7) The preliminary purchase and sales contract

This first binding contract is drawn up either by the estate agent or by the buyer's notary (if the latter is in the département where the property is located). It contains:

  • The identity of the buyer(s) and seller(s)
  • The description of the property sold, together with all the technical diagnoses and other documents required
  • The price, negotiation fees for a sales mandate and financing
  • any reservations and suspensive clauses, in particular the deadline for obtaining the loan (normally 2 months after signing the sales agreement) 
  • the deposit to be paid to confirm the intention to buy
  • The withdrawal period in favour of the purchaser under the "SRU law" (up to 10 days after signature) 
  • The date of the “acte authentique” (the final contract signing in presence of the notary)

A large number of communes have a right of pre-emption. Once the sales agreement has been signed, these communes have 2 months to state their position on this right, which partly explains the delay between the two contracts.

8) The guarantee deposit and legal right of withdrawal

The purchaser must pay 5-10% of the sales price to the vendor's notaire within 10 days of signing the sales agreement. According to the SRU law, the purchaser (alone) has the right to withdraw from the purchase (without paying compensation) up to 10 days after signing the purchase and sales agreement. After the date of signature of this agreement, most municipalities have a period of 2 months to pre-empt following notification from the notary declaring the terms of the planned transaction to the municipality.

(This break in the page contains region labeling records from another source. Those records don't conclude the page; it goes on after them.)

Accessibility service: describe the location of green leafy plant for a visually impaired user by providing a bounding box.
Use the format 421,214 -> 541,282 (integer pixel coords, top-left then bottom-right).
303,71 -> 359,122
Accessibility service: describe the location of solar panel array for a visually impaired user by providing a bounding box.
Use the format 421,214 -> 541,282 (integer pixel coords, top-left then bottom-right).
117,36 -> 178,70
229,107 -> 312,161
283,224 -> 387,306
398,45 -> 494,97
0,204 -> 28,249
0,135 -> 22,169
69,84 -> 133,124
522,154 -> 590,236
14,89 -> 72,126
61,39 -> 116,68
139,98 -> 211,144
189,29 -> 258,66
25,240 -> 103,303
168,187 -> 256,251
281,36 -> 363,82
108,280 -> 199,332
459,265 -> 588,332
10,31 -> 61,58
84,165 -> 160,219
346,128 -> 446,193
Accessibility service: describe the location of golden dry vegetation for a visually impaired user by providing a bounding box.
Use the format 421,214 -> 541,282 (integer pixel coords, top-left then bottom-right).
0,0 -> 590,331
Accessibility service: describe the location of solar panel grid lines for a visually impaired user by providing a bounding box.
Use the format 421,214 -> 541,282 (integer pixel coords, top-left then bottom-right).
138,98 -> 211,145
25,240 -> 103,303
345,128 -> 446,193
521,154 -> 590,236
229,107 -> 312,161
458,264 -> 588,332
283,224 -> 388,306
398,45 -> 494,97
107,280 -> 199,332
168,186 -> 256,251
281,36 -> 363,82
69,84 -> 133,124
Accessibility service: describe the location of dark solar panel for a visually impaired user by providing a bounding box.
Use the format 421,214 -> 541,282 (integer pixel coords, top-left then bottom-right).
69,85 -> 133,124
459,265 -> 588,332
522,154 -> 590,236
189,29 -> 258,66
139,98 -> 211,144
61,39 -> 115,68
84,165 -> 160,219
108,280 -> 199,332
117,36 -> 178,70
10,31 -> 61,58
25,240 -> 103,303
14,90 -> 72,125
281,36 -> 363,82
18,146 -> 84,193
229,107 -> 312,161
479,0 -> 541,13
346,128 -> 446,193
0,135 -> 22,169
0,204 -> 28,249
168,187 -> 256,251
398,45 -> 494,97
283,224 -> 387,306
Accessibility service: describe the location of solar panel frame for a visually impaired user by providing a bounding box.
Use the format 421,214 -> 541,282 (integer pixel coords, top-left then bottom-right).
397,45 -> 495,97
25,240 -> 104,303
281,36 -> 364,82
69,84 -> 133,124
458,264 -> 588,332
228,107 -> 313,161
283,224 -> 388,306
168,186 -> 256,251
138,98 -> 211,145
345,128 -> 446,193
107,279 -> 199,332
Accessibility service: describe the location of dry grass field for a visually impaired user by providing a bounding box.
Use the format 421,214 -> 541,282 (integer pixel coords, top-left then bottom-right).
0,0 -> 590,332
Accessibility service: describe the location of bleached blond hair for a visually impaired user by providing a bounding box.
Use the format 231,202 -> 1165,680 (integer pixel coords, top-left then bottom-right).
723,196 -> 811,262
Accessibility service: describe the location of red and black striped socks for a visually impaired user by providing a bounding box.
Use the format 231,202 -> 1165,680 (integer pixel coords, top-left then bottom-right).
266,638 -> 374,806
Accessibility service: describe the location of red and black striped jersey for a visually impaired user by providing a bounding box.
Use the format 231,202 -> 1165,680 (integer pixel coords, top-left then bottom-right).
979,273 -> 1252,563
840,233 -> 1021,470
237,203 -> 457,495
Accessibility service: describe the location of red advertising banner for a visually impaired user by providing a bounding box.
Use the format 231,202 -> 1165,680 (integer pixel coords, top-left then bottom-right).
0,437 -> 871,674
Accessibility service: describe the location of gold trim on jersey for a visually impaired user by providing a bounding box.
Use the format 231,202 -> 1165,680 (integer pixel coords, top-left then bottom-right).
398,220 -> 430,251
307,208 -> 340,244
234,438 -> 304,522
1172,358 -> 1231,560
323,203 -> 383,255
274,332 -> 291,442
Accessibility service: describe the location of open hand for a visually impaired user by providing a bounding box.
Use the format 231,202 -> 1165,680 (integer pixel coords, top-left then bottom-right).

Regarding the mortgage loan offer the buyer receives, there is furthermore a compulsory cooling-off period of 11 days before the buyer accepts (or not) the proposed bank loan.

9) The deed of sale

Once the preliminary purchase and sales agreement has been concluded, the final deed of sale is signed with the notary within 2 to 3 months. The notary will have carried out in-depth research on the property in question beforehand (mortgages, town hall planning information, etc.). The French administrative process is long but thorough and reassuring for the buyer and the seller. The buyer's notary draws up the final deed. The balance of the sales price is paid through the notary's account.

Before the deed is signed, the funds must be paid into the notary's account. The notary will then calculate the pro rata property tax and that of any co-ownership fees. Signatures by sellers and buyers can be handled by proxy by the notary's office. However, if you are present and do not speak French, an interpreter will be hired for the occasion.

10) After handing over the keys

Once the purchase and sales agreement has been signed, the notary pays the vendor the net income from the sale after deducting various debts (mortgages, agency commission, capital gains tax, etc.). At this stage, it is important to ensure that water, electricity, telephone and insurance subscriptions are transferred to the new owner.